Cuenta cuento: El rey con muletas de Jorge Bucay

Sucedió una vez, en un lejano país, que el rey de aquellas tierras cayó de su caballo y se lastimó severamente. Tan grave fue la lesión que perdió para siempre el uso de las piernas y se vio obligado a andar, desde entonces, con muletas.

Era un rey joven y arrogante y se sentía disminuido frente a sus súbditos. No podía tolerarlo:

—Si no puedo ser como ellos –se dijo–, haré que ellos sean como yo.

Acto seguido ordenó, bajo pena de muerte, que nadie debía volver a caminar sin muletas jamás.

Los habitantes del reino, temerosos de la crueldad de su soberano, acataron la orden sin protestar. De un día a otro, las calles se llenaron de inválidos y tullidos.


El rey vivió muchos y largos años. Nuevas generaciones nacieron y crecieron sin jamás haber visto a alguien caminar libremente. Y los ancianos fueron desapareciendo sin atreverse a hablar de sus antiguos paseos, por miedo a sembrar en los jóvenes el peligroso deseo de lo prohibido.
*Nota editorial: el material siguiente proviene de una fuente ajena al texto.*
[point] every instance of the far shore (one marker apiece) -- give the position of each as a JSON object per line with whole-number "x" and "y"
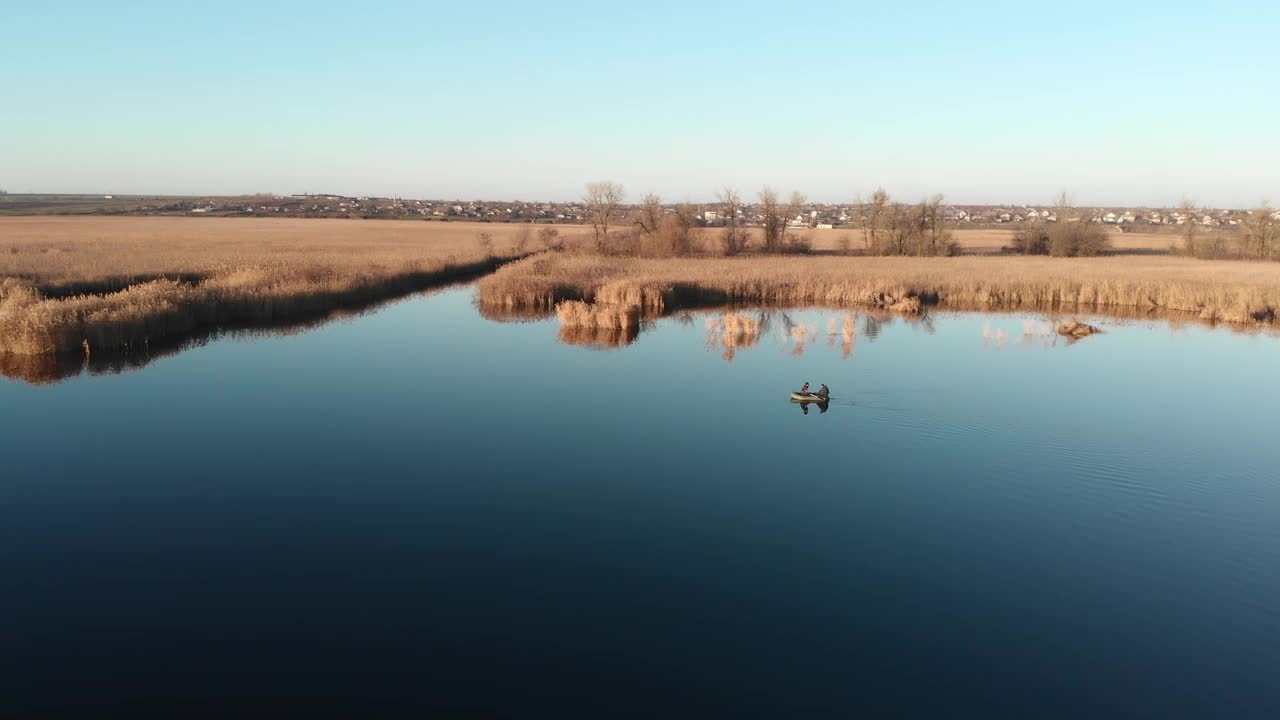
{"x": 105, "y": 285}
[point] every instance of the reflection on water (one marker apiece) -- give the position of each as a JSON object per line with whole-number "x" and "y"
{"x": 598, "y": 338}
{"x": 48, "y": 369}
{"x": 448, "y": 516}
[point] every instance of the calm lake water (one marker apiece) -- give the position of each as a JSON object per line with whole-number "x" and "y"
{"x": 421, "y": 509}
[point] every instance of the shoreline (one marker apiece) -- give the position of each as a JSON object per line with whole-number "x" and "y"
{"x": 594, "y": 291}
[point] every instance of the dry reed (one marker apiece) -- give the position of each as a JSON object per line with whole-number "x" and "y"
{"x": 120, "y": 283}
{"x": 1215, "y": 291}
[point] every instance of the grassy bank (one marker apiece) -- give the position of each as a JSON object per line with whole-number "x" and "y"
{"x": 109, "y": 285}
{"x": 606, "y": 288}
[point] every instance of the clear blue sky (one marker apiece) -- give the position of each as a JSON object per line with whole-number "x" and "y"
{"x": 1119, "y": 103}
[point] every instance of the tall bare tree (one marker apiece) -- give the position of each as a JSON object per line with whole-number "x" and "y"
{"x": 1191, "y": 228}
{"x": 775, "y": 219}
{"x": 602, "y": 200}
{"x": 731, "y": 206}
{"x": 776, "y": 215}
{"x": 1262, "y": 233}
{"x": 874, "y": 214}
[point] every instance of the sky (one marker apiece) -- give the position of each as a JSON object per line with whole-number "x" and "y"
{"x": 1115, "y": 103}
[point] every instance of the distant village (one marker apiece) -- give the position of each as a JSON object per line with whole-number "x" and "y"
{"x": 812, "y": 215}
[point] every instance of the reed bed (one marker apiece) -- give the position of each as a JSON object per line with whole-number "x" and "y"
{"x": 1214, "y": 291}
{"x": 83, "y": 285}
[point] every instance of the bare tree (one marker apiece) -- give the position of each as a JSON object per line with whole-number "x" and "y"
{"x": 602, "y": 200}
{"x": 649, "y": 217}
{"x": 775, "y": 219}
{"x": 874, "y": 214}
{"x": 1261, "y": 233}
{"x": 776, "y": 215}
{"x": 731, "y": 206}
{"x": 1191, "y": 228}
{"x": 549, "y": 237}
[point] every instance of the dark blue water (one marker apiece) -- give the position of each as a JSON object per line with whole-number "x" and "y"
{"x": 425, "y": 511}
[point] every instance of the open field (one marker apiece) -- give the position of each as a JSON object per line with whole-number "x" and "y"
{"x": 97, "y": 283}
{"x": 96, "y": 253}
{"x": 115, "y": 283}
{"x": 615, "y": 292}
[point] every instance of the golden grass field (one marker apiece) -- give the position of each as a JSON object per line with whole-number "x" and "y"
{"x": 115, "y": 283}
{"x": 88, "y": 283}
{"x": 67, "y": 251}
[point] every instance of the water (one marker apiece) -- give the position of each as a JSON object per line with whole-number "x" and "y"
{"x": 425, "y": 510}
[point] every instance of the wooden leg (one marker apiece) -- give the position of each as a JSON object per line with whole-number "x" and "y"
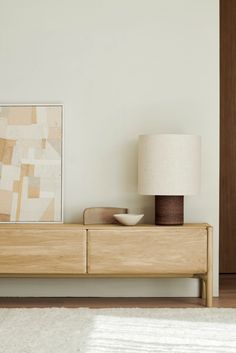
{"x": 209, "y": 290}
{"x": 203, "y": 288}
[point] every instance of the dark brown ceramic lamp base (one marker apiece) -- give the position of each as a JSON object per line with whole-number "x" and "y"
{"x": 169, "y": 210}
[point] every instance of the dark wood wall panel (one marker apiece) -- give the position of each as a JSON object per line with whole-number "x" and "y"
{"x": 228, "y": 136}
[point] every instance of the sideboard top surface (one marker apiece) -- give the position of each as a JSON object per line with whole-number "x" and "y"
{"x": 95, "y": 226}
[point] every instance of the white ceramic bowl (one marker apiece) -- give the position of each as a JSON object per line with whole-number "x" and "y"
{"x": 128, "y": 219}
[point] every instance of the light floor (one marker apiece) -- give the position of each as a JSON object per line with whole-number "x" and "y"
{"x": 227, "y": 299}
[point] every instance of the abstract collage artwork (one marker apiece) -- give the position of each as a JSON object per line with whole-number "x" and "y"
{"x": 31, "y": 163}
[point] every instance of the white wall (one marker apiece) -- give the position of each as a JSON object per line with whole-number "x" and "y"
{"x": 121, "y": 68}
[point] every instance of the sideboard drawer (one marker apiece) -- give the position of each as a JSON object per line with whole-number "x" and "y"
{"x": 157, "y": 251}
{"x": 42, "y": 251}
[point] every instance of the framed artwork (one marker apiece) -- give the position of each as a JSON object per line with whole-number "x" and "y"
{"x": 31, "y": 148}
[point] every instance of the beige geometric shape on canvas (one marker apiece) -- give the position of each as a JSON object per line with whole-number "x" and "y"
{"x": 6, "y": 150}
{"x": 6, "y": 201}
{"x": 54, "y": 133}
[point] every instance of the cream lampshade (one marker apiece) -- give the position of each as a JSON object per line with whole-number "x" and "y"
{"x": 169, "y": 168}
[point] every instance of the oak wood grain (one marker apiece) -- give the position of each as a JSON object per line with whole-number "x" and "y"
{"x": 160, "y": 251}
{"x": 42, "y": 251}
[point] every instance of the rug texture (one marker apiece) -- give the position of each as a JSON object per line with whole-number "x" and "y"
{"x": 117, "y": 330}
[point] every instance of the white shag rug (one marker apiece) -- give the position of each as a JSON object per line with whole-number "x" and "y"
{"x": 117, "y": 330}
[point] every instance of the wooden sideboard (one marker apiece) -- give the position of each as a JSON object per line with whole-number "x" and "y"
{"x": 31, "y": 250}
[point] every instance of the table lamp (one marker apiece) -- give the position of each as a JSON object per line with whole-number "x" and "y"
{"x": 169, "y": 168}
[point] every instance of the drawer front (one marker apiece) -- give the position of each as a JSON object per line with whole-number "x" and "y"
{"x": 42, "y": 251}
{"x": 164, "y": 251}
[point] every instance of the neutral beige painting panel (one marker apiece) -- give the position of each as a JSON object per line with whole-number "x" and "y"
{"x": 30, "y": 157}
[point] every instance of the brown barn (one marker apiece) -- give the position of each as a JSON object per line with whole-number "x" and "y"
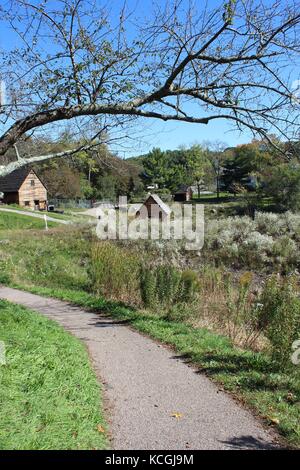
{"x": 155, "y": 208}
{"x": 183, "y": 193}
{"x": 24, "y": 187}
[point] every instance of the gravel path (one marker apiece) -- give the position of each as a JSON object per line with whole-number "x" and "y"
{"x": 145, "y": 383}
{"x": 35, "y": 215}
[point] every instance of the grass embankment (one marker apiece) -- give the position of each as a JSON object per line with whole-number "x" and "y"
{"x": 11, "y": 221}
{"x": 49, "y": 395}
{"x": 56, "y": 265}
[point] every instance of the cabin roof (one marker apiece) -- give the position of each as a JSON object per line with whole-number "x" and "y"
{"x": 11, "y": 183}
{"x": 182, "y": 189}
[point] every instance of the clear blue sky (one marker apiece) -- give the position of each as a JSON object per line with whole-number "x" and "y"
{"x": 168, "y": 135}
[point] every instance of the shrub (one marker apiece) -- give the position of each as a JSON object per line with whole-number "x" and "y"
{"x": 148, "y": 287}
{"x": 280, "y": 316}
{"x": 189, "y": 285}
{"x": 165, "y": 286}
{"x": 269, "y": 223}
{"x": 114, "y": 272}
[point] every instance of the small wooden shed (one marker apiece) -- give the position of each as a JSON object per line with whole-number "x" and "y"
{"x": 24, "y": 187}
{"x": 154, "y": 207}
{"x": 183, "y": 193}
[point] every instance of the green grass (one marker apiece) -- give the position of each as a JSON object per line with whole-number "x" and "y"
{"x": 11, "y": 221}
{"x": 272, "y": 393}
{"x": 51, "y": 257}
{"x": 49, "y": 395}
{"x": 56, "y": 265}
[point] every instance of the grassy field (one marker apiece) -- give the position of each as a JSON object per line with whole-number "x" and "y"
{"x": 11, "y": 221}
{"x": 57, "y": 264}
{"x": 250, "y": 376}
{"x": 49, "y": 395}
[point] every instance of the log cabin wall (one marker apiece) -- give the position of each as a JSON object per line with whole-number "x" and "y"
{"x": 32, "y": 190}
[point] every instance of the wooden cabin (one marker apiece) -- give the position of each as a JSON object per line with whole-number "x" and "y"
{"x": 183, "y": 193}
{"x": 24, "y": 187}
{"x": 154, "y": 207}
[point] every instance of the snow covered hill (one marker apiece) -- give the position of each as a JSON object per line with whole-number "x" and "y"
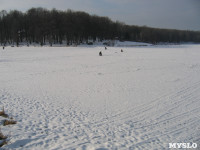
{"x": 71, "y": 98}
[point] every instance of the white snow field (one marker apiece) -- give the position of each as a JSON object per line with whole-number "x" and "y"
{"x": 67, "y": 98}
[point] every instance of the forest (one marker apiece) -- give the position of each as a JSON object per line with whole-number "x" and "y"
{"x": 42, "y": 26}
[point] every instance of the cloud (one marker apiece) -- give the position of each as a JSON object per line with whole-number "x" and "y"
{"x": 180, "y": 14}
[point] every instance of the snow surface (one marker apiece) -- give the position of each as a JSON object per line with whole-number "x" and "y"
{"x": 70, "y": 98}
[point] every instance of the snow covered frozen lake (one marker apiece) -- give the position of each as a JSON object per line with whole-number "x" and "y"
{"x": 71, "y": 98}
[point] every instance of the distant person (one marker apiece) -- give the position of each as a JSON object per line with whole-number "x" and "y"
{"x": 100, "y": 53}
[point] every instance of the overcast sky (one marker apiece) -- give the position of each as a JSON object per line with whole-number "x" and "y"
{"x": 177, "y": 14}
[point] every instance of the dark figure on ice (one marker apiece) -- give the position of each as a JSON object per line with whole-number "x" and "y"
{"x": 100, "y": 53}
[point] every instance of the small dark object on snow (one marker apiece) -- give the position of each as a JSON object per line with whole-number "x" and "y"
{"x": 100, "y": 53}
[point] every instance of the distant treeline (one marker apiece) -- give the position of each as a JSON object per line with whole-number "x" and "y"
{"x": 39, "y": 25}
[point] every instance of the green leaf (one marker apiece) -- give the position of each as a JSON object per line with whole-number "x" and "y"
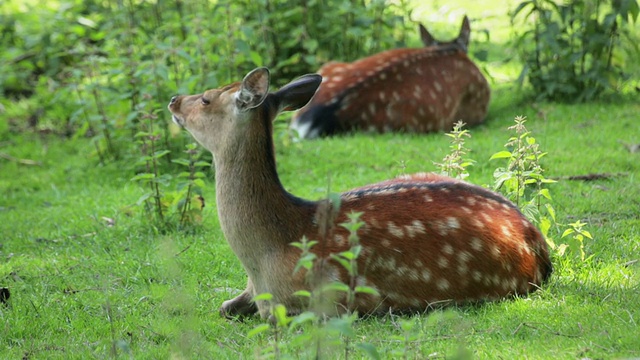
{"x": 160, "y": 153}
{"x": 336, "y": 286}
{"x": 545, "y": 193}
{"x": 184, "y": 162}
{"x": 302, "y": 293}
{"x": 279, "y": 312}
{"x": 370, "y": 350}
{"x": 143, "y": 176}
{"x": 263, "y": 297}
{"x": 258, "y": 330}
{"x": 366, "y": 290}
{"x": 300, "y": 319}
{"x": 256, "y": 58}
{"x": 501, "y": 155}
{"x": 144, "y": 198}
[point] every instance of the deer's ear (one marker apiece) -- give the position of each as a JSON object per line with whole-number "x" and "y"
{"x": 297, "y": 93}
{"x": 465, "y": 33}
{"x": 254, "y": 89}
{"x": 427, "y": 39}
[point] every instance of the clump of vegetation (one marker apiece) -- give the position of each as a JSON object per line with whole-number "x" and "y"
{"x": 576, "y": 49}
{"x": 522, "y": 180}
{"x": 455, "y": 164}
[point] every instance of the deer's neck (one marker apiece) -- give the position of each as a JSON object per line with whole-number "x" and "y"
{"x": 256, "y": 213}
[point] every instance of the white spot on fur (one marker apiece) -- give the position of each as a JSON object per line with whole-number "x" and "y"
{"x": 395, "y": 230}
{"x": 447, "y": 249}
{"x": 425, "y": 275}
{"x": 464, "y": 256}
{"x": 463, "y": 268}
{"x": 443, "y": 284}
{"x": 476, "y": 244}
{"x": 505, "y": 231}
{"x": 443, "y": 262}
{"x": 495, "y": 251}
{"x": 477, "y": 223}
{"x": 453, "y": 223}
{"x": 487, "y": 218}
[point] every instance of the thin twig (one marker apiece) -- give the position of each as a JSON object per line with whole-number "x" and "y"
{"x": 545, "y": 327}
{"x": 591, "y": 177}
{"x": 20, "y": 161}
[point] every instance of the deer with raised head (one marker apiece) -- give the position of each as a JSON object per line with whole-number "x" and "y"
{"x": 427, "y": 238}
{"x": 410, "y": 90}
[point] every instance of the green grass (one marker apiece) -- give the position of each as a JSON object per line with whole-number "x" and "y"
{"x": 82, "y": 288}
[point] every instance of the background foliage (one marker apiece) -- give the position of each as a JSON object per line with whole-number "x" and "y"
{"x": 576, "y": 49}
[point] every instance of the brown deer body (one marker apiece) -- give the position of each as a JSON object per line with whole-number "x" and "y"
{"x": 411, "y": 90}
{"x": 427, "y": 238}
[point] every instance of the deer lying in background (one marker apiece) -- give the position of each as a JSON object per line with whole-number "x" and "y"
{"x": 426, "y": 239}
{"x": 412, "y": 90}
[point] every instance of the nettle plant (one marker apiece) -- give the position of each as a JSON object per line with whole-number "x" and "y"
{"x": 455, "y": 164}
{"x": 523, "y": 182}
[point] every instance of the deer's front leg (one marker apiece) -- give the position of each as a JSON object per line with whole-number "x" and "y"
{"x": 240, "y": 305}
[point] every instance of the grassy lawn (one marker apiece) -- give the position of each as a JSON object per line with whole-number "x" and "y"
{"x": 89, "y": 278}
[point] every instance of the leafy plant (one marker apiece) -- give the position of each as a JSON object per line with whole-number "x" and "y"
{"x": 454, "y": 164}
{"x": 573, "y": 51}
{"x": 523, "y": 182}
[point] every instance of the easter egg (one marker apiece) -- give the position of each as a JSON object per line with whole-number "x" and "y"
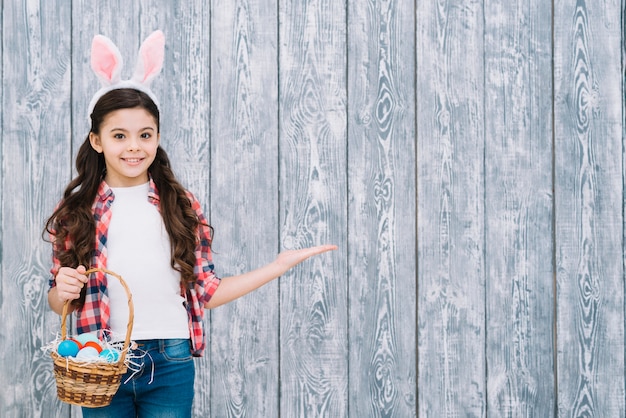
{"x": 111, "y": 355}
{"x": 78, "y": 343}
{"x": 87, "y": 353}
{"x": 86, "y": 336}
{"x": 68, "y": 348}
{"x": 93, "y": 344}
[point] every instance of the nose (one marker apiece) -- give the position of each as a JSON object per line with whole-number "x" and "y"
{"x": 133, "y": 143}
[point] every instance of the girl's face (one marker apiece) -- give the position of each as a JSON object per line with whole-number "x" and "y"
{"x": 129, "y": 140}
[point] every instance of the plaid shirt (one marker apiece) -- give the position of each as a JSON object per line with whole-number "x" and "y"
{"x": 95, "y": 313}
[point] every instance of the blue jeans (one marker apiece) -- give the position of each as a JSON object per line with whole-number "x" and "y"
{"x": 163, "y": 388}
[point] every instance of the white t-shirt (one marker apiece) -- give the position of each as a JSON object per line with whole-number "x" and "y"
{"x": 138, "y": 249}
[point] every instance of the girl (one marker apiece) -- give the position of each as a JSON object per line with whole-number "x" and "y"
{"x": 125, "y": 211}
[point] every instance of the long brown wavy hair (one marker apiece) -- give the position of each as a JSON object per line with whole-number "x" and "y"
{"x": 73, "y": 221}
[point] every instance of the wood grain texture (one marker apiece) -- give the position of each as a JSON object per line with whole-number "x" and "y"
{"x": 355, "y": 123}
{"x": 244, "y": 203}
{"x": 312, "y": 105}
{"x": 589, "y": 208}
{"x": 518, "y": 209}
{"x": 450, "y": 152}
{"x": 35, "y": 125}
{"x": 381, "y": 207}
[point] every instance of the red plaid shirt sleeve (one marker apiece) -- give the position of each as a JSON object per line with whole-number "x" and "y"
{"x": 206, "y": 281}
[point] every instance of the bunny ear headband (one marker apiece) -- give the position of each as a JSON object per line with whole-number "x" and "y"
{"x": 106, "y": 62}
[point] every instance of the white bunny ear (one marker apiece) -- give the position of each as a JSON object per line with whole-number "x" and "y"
{"x": 106, "y": 60}
{"x": 150, "y": 59}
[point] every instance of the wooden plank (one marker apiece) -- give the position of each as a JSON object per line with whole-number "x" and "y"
{"x": 450, "y": 152}
{"x": 313, "y": 310}
{"x": 35, "y": 163}
{"x": 589, "y": 223}
{"x": 518, "y": 207}
{"x": 244, "y": 184}
{"x": 381, "y": 207}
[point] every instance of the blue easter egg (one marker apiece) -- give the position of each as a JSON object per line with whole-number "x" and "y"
{"x": 87, "y": 353}
{"x": 85, "y": 337}
{"x": 111, "y": 355}
{"x": 67, "y": 348}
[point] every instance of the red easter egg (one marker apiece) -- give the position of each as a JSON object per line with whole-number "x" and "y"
{"x": 93, "y": 344}
{"x": 78, "y": 343}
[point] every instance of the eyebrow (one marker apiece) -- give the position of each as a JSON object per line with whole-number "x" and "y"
{"x": 125, "y": 130}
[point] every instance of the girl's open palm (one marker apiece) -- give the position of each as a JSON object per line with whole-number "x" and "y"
{"x": 291, "y": 258}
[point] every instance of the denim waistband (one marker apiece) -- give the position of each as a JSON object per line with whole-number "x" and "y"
{"x": 157, "y": 343}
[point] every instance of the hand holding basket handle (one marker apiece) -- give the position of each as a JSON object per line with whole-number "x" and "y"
{"x": 91, "y": 384}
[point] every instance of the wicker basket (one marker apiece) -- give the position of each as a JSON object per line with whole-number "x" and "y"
{"x": 91, "y": 384}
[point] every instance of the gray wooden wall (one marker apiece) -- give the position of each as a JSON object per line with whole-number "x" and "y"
{"x": 466, "y": 156}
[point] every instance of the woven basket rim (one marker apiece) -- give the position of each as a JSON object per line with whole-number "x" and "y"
{"x": 89, "y": 394}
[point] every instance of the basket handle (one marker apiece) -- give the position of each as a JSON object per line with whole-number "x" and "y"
{"x": 131, "y": 309}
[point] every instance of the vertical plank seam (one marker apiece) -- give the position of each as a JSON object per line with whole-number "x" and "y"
{"x": 485, "y": 221}
{"x": 278, "y": 208}
{"x": 554, "y": 240}
{"x": 623, "y": 88}
{"x": 70, "y": 411}
{"x": 209, "y": 350}
{"x": 415, "y": 174}
{"x": 347, "y": 207}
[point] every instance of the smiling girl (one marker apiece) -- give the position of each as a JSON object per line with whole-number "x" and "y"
{"x": 126, "y": 211}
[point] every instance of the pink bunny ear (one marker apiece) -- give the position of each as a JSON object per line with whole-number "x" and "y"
{"x": 150, "y": 59}
{"x": 106, "y": 60}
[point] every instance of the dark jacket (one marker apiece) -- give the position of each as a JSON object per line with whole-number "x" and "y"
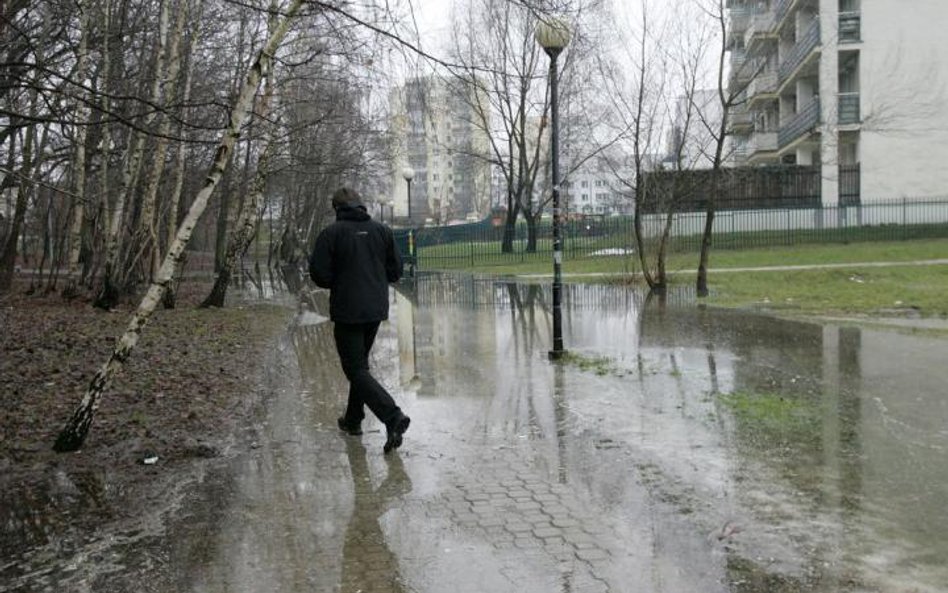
{"x": 356, "y": 258}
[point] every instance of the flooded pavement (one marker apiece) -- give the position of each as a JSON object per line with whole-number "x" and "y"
{"x": 675, "y": 449}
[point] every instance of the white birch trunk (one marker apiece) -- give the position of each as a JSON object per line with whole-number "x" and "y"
{"x": 77, "y": 427}
{"x": 79, "y": 160}
{"x": 147, "y": 224}
{"x": 250, "y": 210}
{"x": 130, "y": 173}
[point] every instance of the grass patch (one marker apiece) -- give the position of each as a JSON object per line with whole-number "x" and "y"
{"x": 855, "y": 289}
{"x": 773, "y": 418}
{"x": 600, "y": 365}
{"x": 894, "y": 291}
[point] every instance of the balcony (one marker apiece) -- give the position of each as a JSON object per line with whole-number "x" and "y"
{"x": 760, "y": 28}
{"x": 740, "y": 120}
{"x": 805, "y": 46}
{"x": 849, "y": 108}
{"x": 738, "y": 19}
{"x": 783, "y": 7}
{"x": 764, "y": 84}
{"x": 801, "y": 124}
{"x": 763, "y": 142}
{"x": 850, "y": 27}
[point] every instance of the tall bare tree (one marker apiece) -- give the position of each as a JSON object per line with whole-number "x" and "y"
{"x": 77, "y": 427}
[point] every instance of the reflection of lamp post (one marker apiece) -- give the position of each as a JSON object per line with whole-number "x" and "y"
{"x": 408, "y": 173}
{"x": 553, "y": 36}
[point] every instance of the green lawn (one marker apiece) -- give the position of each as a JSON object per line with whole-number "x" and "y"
{"x": 852, "y": 289}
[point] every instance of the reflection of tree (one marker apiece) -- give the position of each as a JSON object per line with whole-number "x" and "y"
{"x": 367, "y": 562}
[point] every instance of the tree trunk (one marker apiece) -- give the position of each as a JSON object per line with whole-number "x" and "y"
{"x": 79, "y": 161}
{"x": 114, "y": 278}
{"x": 247, "y": 223}
{"x": 531, "y": 231}
{"x": 702, "y": 283}
{"x": 148, "y": 230}
{"x": 77, "y": 427}
{"x": 510, "y": 226}
{"x": 8, "y": 257}
{"x": 174, "y": 203}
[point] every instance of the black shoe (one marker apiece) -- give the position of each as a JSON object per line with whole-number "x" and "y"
{"x": 394, "y": 433}
{"x": 352, "y": 429}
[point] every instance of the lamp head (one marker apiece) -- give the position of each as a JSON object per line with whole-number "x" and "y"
{"x": 553, "y": 35}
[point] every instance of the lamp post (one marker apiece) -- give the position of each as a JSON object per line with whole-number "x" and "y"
{"x": 408, "y": 173}
{"x": 553, "y": 35}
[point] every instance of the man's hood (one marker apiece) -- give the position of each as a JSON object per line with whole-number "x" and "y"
{"x": 356, "y": 212}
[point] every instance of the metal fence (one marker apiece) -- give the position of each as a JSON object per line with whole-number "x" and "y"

Caminar pasó a ser solo un sueño de ebrios trasnochados, una fantasía de niños o una chochera de viejos… Finalmente, el rencoroso rey murió.

Aunque algunos ancianos intentaron dejar las muletas, no pudieron volver a caminar.
Los músculos de sus piernas habían perdido la fuerza y no podían ya sostener su peso.

No demasiado lejos de allí, en la cima de una montaña, vivía un anciano solitario cuyas piernas se habían mantenido fuertes, pues en sus silenciosos y furtivos paseos por el bosque había continuado caminando sin sostén.

En cuanto oyó la noticia, arrojó las muletas al fuego y bajó la ladera hasta el pueblo, decidido a compartir con otros la recién recuperada libertad.

Pronto descubrió que nadie recordaba ya el antiguo arte del caminar. Instó a otros a que lo imitaran, mostrándoles que era posible.

—Mirad –les dijo–. Es sencillo, tan solo hay que soltar las muletas y sostenerse sobre los pies. Luego se da un paso –continuó– y luego otro.

Los niños y los jóvenes lo miraron maravillados al comienzo, pero luego se propusieron intentarlo. Por supuesto hubo caídas, fuertes golpes, heridas y hasta alguna fractura.

Vinieron los adultos y expulsaron al anciano:

—Vete de aquí –le dijeron–. ¿No ves el daño que les causas? ¡No llenes su joven cabeza con tus tontas fantasías! No te queremos aquí.

El anciano, que no era hombre de pelea, regresó a su cabaña apenado por la certeza de que, pronto, todo lo que sabía se perdería para siempre.

A la mañana siguiente, ocho jóvenes golpearon su puerta. Apoyados sobre sus muletas, refrendaron con sus gestos lo que uno de ellos le dijo:

—Maestro. Quisiéramos aprender de usted. Queremos que nos enseñe a caminar sin muletas.

El anciano rio para sus adentros.

—Yo no soy un maestro –les dijo–. Solo soy un hombre con memoria que se ha mantenido fiel a sí mismo y que no se ha dejado doblegar por el miedo.

—Enséñanos eso, entonces –dijeron ellos.

El anciano aceptó a los jóvenes bajo su tutela y, sin saber muy bien cómo hacerlo, comenzó a enseñarles a caminar sin otro apoyo que sus propias piernas.

Y así, mientras en el valle hombres y mujeres seguían llevándose a sí mismos con sus muletas, allí, en las montañas, nació un nuevo poblado.

Una comunidad en la que los niños corrían y saltaban. Una ciudad en la que los jóvenes andaban tomados de las manos y todos se reunían a menudo con la sola intención de compartir una caminata.